Is there warp divergence in reduce0 kernel which is implemented in the CUDA sample Reduction?

I am the new hands of CUDA optimization. And I am learning to how to optimize parrallel reduction in CUDA, the reduction project in CUDA sample code is a good example for me. But in the first version kernel function-reduce0,there is two warp divergence code segments theoretically.The one is the if condition in the for loop. The other one is the last if condition which copy sum result to the output pointer.I pasted the kernel function below. But there is not warp divergence in the for loop.This doesn’t conform to my mental model.For example, in thread0,(tid % (2s)) == 0; but in thread1,(tid % (2s)) == 1.And thread 0 and thread1 are in the same here will cause warp divergence. Am i right? if not, which part is wong.Thank you in advance.
kernel function Reduce0 is here.

global void
reduce0(T *g_idata, T *g_odata, unsigned int n)
T *sdata = SharedMemory();

// load shared mem
unsigned int tid = threadIdx.x;
unsigned int i = blockIdx.x*blockDim.x + threadIdx.x;

sdata[tid] = (i < n) ? g_idata[i] : 0;


// do reduction in shared mem
for (unsigned int s=1; s < blockDim.x; s *= 2)
    // modulo arithmetic is slow!
    if ((tid % (2*s)) == 0)   ///is warp divergence?
        sdata[tid] += sdata[tid + s];


// write result for this block to global mem
if (tid == 0) g_odata[blockIdx.x] = sdata[0];//divergence


yes there is warp divergence in the for loop

some threads in a warp execute the body of the if statement, some do not.

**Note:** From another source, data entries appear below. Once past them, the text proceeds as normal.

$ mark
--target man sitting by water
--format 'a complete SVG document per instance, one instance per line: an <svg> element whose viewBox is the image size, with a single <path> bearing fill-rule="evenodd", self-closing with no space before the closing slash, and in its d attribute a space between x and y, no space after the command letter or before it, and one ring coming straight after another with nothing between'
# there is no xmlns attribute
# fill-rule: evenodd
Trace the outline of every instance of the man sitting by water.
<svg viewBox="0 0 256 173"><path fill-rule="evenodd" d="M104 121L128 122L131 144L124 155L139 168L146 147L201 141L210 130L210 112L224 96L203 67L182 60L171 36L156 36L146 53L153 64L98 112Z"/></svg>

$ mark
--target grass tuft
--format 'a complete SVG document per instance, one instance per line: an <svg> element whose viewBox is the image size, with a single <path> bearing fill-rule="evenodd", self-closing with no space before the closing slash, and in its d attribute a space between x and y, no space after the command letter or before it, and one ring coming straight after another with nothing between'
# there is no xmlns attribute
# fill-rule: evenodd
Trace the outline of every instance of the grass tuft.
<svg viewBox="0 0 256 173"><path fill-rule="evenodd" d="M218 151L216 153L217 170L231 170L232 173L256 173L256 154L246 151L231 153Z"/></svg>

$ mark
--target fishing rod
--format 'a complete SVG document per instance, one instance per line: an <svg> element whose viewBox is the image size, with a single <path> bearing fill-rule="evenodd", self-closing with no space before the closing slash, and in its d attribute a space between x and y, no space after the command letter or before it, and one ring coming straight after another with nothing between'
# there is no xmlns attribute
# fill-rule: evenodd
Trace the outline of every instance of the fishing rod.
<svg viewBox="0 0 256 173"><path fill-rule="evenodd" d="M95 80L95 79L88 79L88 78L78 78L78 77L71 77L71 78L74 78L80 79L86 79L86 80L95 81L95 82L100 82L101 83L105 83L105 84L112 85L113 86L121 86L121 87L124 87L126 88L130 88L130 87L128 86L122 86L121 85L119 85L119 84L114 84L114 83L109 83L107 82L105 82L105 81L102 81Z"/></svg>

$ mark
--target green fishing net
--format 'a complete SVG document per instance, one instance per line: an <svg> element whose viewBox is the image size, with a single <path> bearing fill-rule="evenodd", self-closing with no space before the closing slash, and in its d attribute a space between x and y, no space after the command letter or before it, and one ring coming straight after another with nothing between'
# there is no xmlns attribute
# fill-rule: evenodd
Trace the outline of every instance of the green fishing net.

Since the if statement is within the body of the for loop, there is (generally speaking) warp divergence during execution of the for loop.

Thanks Robert for the rapid and detailed answer. Here is the second question about the warp divergence in this example.I ran this code in NVIDIA visual profiler, but there isnot warp divergence in the for loop.My gpu is Quadro M1000M.I attached the screenshot of the profiler here.
Thanks a lot.

I was using “warp divergence” in a rather casual way, to suggest that different threads in the warp would take different paths. The idea is that, at the C++ source code level, there is an “if” path and an “else” path, and some threads will take the “if” path and some will not. That’s what I had meant by warp divergence.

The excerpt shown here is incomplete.